How much does a motor system add?
All in all, the motor system normally adds up to 8kg to the weight of a bike. The motor itself is generally between 3kg and 4kg, although some units are a bit heavier. The battery will weigh between 2kg and 3.5kg depending on its construction and its capacity: the bigger the capacity, the more it'll generally weigh. Then the rest of the bits and bobs are normally a maximum of 1kg.
Not all motor systems are that heavy, and there are quite a few new players coming into the market whose drivetrains are quite a bit lighter. One we're keeping a close eye on is Fazua – their system with a 250Wh battery is a claimed 4.7kg, and that's for a full-power 250W motor drive. Others are even lighter: the Vivax Assist system, which fits into the seat tube of a bike and drives the cranks directly, weighs just 1.8kg including the battery. That's a different kind of system to your standard city e-bike or electric mountain bike, though, and it's nowhere near as powerful.
So wouldn't you just be faster if you bought a lighter bike?
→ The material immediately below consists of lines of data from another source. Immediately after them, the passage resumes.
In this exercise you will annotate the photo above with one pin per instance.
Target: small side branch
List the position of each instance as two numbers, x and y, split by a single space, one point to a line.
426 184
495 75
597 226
Well, in many instances you could be. But the appeal of an e-bike, for many people, isn't going fast: it's getting to where you're going with the minimum of fuss, or being able to enjoy a ride without being worried about over-stretching yourself. Having said that, if you've got any serious climbing to do, you'll always be faster on an e-bike. As someone who's ridden up the fearsome Kitzbüheler Horn climb back-to-back on an e-bike and a standard road bike, I know which I'd choose if I wanted to have an enjoyable day out. The extra power easily overcomes the extra weight.
If you don't ever have to lift your bike up or down anything then you'll likely not notice the extra weight on a day-to-day basis, unless you manage to run the battery flat. Pushing an e-bike around isn't hard work and most come with a walk-assist function so it's even easier.
How light can e-bikes be?
If you think you'll struggle with the weight of a standard e-bike then there are options out there that are well under the 20kg benchmark but still offer a full-fat e-bike experience. The Momentum Upstart is 19kg, and it achieves its reasonably low weight by going easy on the gears; there's just two, controlled by an automatic hub.
If your need for gears is greater and your pockets deeper, then Simplon do a street-ready version of their full-carbon Sengo 27.5 mountain bike that weighs in at about 18kg. You won't get much change out of £4,000, but it's a lovely thing to ride and an absolute hoot around town with its top-spec Bosch motor.
If 18kg is too much then the £3,299 Gocycle tips the scales at about 17kg and is a classy-looking thing indeed, although the front motor and smallish battery give it a fairly average range.
It's not quite a thing yet, but Bianchi reckon their E-Doardo will come in at 14kg, and the Focus Project Y prototype, which is a full-carbon mountain bike hardtail with the same Fazua drive, is a kilo less than that. We haven't ridden either yet, even a prototype.
Past that and you're into the rareified air of exotica. Any decent carbon road bike built up with the Vivax system is going to be around the 10kg-11kg mark, and there's also Typhoon who'll build you a similarly-light road bike with a 250W hidden motor, should you ask nicely. And present them with at least €8,000.